Many people have asked the question: “How did this growing, transformational movement of churches and ministries coming together to express biblical unity start? Who came up with the idea?

Well, originally one would have to say the idea began with Jesus Christ in his prayer in John 17:20-23 which says, “My prayer is not for them alone. I pray also for those who will believe in me through their message, that all of them may be one, Father, just as you are in me and I am in you. May they also be in us so that the world may believe that you have sent me. I have given them the glory that you gave me, that they may be one as we are one: I in them and you in me. May they be brought to complete unity to let the world know that you sent me and have loved them even as you have loved me.”

And in essence Christian Solidarity is all about participating in that prayer of Jesus. But in addition to Jesus’ prayer a fellow Utah ministry leader, Greg Johnson, was visiting Manchester England in early 2005. And while he was there he noticed these pink signs on very beautiful, traditional looking churches. Obviously, these pink oval signs stood out as these picture below illustrate.

But as he kept on driving around Manchester these pink signs on churches kept appearing on different churches like Baptist, Reformed, Anglican, Assembly of God and so he finally had to stop and asked what these signs represented? Why were they all on these different types of churches? And so he spoke to a local minister who said: “When the state of Christianity gets to be where it is now in England, you realize the need to express your unity together.”
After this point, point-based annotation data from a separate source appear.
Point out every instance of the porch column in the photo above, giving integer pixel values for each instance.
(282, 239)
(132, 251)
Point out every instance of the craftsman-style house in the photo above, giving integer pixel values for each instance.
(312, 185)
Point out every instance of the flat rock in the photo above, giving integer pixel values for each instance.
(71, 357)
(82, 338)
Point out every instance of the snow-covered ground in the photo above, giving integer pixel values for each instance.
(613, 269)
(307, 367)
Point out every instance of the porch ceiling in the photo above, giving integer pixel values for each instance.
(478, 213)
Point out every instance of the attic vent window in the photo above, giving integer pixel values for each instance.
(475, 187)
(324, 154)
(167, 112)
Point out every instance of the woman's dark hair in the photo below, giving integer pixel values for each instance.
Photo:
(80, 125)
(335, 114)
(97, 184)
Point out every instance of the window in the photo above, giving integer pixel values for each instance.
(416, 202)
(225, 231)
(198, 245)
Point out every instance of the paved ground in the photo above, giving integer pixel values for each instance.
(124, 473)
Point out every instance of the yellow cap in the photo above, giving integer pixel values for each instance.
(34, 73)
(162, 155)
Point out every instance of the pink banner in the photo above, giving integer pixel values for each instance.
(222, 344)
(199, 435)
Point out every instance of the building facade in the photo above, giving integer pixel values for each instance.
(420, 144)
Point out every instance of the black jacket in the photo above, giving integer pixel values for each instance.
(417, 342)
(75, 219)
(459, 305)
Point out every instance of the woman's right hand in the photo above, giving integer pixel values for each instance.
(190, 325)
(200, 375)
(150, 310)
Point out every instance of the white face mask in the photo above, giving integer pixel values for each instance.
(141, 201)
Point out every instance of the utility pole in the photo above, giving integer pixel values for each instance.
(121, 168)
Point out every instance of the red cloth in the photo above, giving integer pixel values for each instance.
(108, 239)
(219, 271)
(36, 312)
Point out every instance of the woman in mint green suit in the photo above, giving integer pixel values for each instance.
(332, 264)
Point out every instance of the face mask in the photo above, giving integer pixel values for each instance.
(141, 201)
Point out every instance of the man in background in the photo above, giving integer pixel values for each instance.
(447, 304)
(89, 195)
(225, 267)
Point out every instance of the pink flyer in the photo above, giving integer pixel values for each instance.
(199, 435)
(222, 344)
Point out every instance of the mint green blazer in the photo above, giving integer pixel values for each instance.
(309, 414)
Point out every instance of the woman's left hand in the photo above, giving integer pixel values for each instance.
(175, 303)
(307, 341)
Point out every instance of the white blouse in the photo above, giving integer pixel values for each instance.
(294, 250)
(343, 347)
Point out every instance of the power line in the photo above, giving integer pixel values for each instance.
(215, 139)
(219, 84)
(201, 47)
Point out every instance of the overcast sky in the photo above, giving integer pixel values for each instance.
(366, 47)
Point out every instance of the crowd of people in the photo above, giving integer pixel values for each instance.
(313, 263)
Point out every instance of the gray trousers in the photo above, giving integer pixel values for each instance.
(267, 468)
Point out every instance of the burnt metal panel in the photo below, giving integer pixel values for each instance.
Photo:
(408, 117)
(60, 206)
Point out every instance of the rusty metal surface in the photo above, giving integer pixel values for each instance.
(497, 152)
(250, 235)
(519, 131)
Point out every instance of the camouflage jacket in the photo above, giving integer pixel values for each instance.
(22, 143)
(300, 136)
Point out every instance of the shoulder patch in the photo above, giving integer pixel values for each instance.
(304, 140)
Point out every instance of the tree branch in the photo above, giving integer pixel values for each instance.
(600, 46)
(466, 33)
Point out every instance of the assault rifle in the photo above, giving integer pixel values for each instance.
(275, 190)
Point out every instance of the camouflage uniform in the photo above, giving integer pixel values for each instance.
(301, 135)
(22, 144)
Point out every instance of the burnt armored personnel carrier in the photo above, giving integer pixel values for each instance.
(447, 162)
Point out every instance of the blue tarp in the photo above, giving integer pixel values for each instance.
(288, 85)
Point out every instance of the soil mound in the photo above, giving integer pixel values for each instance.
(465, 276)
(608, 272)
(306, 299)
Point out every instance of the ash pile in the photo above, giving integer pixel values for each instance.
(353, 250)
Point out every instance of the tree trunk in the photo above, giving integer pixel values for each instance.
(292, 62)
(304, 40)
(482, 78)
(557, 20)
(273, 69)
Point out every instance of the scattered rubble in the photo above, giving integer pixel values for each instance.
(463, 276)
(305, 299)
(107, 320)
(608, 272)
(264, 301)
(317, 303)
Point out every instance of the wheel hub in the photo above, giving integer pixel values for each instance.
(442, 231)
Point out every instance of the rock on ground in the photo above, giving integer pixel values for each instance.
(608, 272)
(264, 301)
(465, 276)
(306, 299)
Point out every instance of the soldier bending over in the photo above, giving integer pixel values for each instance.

So when Greg Johnson returned back to Utah he presented what these churches in Manchester were doing. The question was asked: Is this something that Utah churches should demonstrate as well? After prayer and discussion over several months the consensus of many local pastors was this: “If unity is that important then why turn to it when all is almost loss; instead God’s church should turn to it first with much to gain.” This enthusiasm led to the development of a rotating Leadership Team consisted of local Utah pastors to start working on the launch of Christian Solidarity. And on September 10, 2006 over 40+ churches from different theological and ethnic backgrounds celebrated the beginning of Christian Solidarity. We anticipate the number to keep growing in Utah and who knows this idea might spread to other states and countries.

After all, it spread from England to Utah.